API security goes mainstream

Cameron Camp, Security Researcher at ESET explains that the heavyweights are now moving into API security, cementing it as “A Thing”.

As swarms of IoT gear, seeking richer data retrieval from their cloud mother ships, the more robust – and more potentially dangerously hackable – API interfaces get a fresh push toward center stage.

With Google’s API security initiative Apigee, API security is growing up. And it’s not just IoT. Machine-to-machine data behind super-slick UX designs needs seamless interfaces that help move its masses of data with less friction, offering more responsive mashups of tech polled from locations far and wide. But to make this all “just work”, those more robust interfaces bake in more robust attack possibilities to potentially slurp data wholesale to parts unknown and at record speed.

Recently, we wrote about the spate of new startups at this year’s RSA Conference that tried to get attendees to wrap their heads around how to make sure an API doesn’t suddenly start misbehaving or does stuff no one knows about until it’s too late. It’s not just us: our friends at DarkReading purport to tally the mounting business losses associated with API hacks.

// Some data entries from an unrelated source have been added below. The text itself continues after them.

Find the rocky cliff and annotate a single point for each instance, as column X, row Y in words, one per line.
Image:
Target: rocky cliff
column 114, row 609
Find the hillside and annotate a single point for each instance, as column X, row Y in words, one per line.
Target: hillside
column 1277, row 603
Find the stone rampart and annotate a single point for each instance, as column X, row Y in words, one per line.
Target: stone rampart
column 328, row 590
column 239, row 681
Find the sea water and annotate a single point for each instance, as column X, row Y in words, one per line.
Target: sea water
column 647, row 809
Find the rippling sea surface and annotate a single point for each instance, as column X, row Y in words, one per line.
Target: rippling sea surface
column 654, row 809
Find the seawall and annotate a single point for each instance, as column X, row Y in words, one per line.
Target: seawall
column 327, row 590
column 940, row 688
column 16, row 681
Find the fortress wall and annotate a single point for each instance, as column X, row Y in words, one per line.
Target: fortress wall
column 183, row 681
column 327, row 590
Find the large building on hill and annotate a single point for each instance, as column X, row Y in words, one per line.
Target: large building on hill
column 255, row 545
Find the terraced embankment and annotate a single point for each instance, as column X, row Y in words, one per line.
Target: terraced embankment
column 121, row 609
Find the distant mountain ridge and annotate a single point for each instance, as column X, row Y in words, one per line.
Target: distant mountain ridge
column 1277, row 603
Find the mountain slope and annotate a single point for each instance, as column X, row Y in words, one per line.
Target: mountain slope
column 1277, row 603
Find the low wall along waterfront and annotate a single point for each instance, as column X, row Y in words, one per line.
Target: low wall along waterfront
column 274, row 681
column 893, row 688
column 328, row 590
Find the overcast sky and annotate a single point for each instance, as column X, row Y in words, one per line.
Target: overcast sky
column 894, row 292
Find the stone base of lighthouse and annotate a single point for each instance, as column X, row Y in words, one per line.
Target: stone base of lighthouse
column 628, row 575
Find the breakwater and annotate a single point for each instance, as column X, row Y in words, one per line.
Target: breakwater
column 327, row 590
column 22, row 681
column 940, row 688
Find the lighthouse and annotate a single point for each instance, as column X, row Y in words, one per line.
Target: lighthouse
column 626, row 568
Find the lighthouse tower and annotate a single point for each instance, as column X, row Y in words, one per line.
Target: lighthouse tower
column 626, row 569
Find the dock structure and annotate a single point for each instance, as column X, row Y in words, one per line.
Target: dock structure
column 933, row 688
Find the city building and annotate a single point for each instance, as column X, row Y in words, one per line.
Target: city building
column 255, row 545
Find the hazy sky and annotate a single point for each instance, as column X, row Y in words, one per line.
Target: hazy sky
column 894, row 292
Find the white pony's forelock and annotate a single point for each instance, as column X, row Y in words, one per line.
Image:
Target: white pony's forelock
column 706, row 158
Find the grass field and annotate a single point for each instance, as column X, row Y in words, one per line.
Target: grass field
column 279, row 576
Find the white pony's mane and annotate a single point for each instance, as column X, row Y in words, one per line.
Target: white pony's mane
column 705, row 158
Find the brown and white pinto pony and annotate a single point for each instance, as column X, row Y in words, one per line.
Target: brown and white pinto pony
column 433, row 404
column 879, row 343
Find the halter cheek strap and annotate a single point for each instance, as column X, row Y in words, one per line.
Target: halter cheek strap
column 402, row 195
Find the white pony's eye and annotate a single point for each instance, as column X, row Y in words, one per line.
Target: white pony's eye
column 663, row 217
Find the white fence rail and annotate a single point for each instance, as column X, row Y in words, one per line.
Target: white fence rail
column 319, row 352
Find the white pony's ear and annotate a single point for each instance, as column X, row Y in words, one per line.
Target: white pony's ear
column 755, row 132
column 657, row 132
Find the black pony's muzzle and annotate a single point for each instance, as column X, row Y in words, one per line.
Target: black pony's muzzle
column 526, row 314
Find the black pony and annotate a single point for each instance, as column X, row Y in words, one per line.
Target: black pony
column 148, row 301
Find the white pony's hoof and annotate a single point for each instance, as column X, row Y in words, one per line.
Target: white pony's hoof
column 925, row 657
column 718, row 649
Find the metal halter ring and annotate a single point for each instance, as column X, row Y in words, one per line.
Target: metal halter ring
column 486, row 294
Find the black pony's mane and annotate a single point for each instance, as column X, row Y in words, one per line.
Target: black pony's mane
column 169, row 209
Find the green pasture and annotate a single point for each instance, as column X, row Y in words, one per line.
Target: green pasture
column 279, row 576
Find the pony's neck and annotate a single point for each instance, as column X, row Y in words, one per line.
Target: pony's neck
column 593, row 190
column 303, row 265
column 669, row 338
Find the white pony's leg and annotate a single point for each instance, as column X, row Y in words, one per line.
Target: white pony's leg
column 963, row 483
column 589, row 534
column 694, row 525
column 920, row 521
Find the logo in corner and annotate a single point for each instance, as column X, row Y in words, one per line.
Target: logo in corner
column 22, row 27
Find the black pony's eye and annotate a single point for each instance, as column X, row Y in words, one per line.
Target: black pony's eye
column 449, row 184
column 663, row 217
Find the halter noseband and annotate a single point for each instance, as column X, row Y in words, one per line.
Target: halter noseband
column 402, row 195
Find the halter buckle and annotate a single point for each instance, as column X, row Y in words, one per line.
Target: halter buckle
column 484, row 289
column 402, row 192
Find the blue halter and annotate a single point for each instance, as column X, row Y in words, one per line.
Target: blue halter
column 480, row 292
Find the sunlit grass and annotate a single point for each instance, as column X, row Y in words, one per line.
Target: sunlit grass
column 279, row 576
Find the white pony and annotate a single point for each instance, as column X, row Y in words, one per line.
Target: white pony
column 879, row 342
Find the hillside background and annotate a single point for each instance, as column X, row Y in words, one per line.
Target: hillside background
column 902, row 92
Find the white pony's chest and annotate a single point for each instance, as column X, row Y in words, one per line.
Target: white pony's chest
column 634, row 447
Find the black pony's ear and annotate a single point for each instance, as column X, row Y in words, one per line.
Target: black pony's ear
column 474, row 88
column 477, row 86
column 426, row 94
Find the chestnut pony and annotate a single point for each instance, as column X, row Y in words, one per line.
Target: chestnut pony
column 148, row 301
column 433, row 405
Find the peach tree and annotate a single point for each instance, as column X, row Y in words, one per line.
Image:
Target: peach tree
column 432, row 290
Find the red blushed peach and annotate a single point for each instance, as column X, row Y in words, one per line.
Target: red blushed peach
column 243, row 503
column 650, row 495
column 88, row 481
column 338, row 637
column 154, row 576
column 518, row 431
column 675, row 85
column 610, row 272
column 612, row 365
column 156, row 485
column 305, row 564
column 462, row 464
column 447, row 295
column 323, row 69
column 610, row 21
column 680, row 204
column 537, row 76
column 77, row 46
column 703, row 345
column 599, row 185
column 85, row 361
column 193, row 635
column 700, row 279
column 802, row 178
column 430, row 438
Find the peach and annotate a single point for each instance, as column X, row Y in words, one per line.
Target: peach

And now the heavyweights are moving into this space too, cementing API security as “A Thing”. Google’s Apigee Advanced API Security for Google Cloud aims to let organizations identify API misconfigurations and thwart malicious bots, the former being one of the main culprits of API security incidents.

Luckily, there are tools from folks like the OWASP API Security Project where you can do a health check on your own APIs, or on those you interface with, which can serve as a baseline. They also have a drill-down about the most common misconfigurations and how to avoid them, so it’s a great place to start.
As we mentioned in our previous post, there were a bevy of API security startups darkening the halls at RSA, so you may also have some commercial options, with more coming in the future.

Expect to continue to see API hacks ramp up as companies wrestle with the prospect of securing yet-another-interface, this time an industrial one that sits at the heart of the cloud and big data, and – configured wrong – can allow vast troves of data to be siphoned off around the world to parts unknown. Just make sure it’s not your data.